How to build a technology platform
This is a rumination on how we are thinking about building Myntra’s logistics capabilities. The attempt is to develop a mental framework for building software systems and teams that can be applied to any problem domain.
Let’s try to build a logistics technology platform for the world!
- SaaS platform for logistics companies.
- Out-of-the-box modelling and default behaviours for logistics entities.
- Standard method of customizing core behaviour to create new experiences without modifying the platform.
What are the problems in building a software system for the long term?
- Changing processes : Frequent changes and even complete overhauls of the logistics operations model.
- Evolving business : No one can predict how the business will evolve.
- Reducing go-to-market : Expectation of ever increasing agility and reduced time to market despite the above.
Given this, how do we write software that maintains/scales well and helps us keep pace with the business? We have two important observations here.
- Technical solutions built for specific business problems are not reusable in a fluid business landscape.
- We encounter different behaviours for the same entity more often than we encounter new entities.
A platform approach solves this unknown-unknowns dilemma neatly by creating a reusable set of business tools which can be arranged in different configurations to achieve new and varied outcomes.
But we already have a platform!
No we don’t.
- We often use “platform” to mean “this system/suite of systems does everything related to xxxxx”. Replace xxxxxx with taxation, discounts, logistics.
- Strictly speaking, a platform allows others to do xxxxx in a minimally opinionated way.
What we have is a product that is trying to fill the shoes of a platform.
- Our software is built around the business as we know it today.
- Changes to business will either result in ever increasing “if-else” or recurring rewrites.
- It is difficult to change behaviour of the system without touching core codebase. It is near impossible to evolve software at the edges.
We have something like this.
- A set of entities and behaviours that we consider core, but are then forced to modify for each use case. Different behaviours are considered core for their respective use case.
- A shallow business logic layer with fuzzy boundaries since we cannot properly define what is core and what is not.

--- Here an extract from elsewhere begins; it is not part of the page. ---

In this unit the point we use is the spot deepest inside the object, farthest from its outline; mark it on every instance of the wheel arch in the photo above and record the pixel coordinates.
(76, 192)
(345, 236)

- A trivial API layer which delegates everything to downstream components and does not abstract callers from the underlying architecture.
Because entities and their behaviours are locked together intrinsically, we end up with a system which is being pulled in directions it was never meant to go in.
Envisioning a true logistics platform
Characteristics of the platform
Taking a leaf out of Jeff Bezos play book, we define our platform to have the following characteristics:
- Built first, then reused forever : Has to be built agnostic of specific business needs, and then used for addressing business needs.
- Externally programmable : Must expose hooks to build customizable experiences on top of it.
- No exceptions to the above two.
As we go about building a platform, how will we know if we are moving in the right direction. A few key benefits can be tracked to evaluate this.
- Components are increasingly isolated by rate of change. Some change often and some perhaps not at all.
- Business decoupling : Fewer and fewer systems should be impacted by any business requirement.
- Single source and modelling for business entities.
- Homogenous development experience and consensus on design and development practices.
- Well defined owners of different technical components. No shared responsibility.
- Increasing team autonomy (aka reduction in inter-owner dependencies).
- Agility and reduced time to market for business features.
Bird’s Eye View
Here’s a quick look at Myntra’s technical ecosystem and where our logistics systems are to fit in it.
- The green boxes are business facing products.
- Under them, we have a stack of tools to serve an increasing degree of abstraction. Each layer is a platform in itself, compliant to all platform building guidelines.
- While there is a sense of increasing abstraction from hardware management to business capabilities, this is not really a “stack” since all layers of the “stack” are independently available for use at any level. e.g. Service discovery can be used by CEP system as well as last mile shipment service.
The non-logistics pieces are included only for context. Each of them merits a deep discussion all by themselves, but we have a platform to build. So onward!
Separating product from platform
- We identify 2 constructs : platform services and product services
- Platform services are business agnostic capabilities.
- Product service is any specific experience or workflow built on top of one or more platform services.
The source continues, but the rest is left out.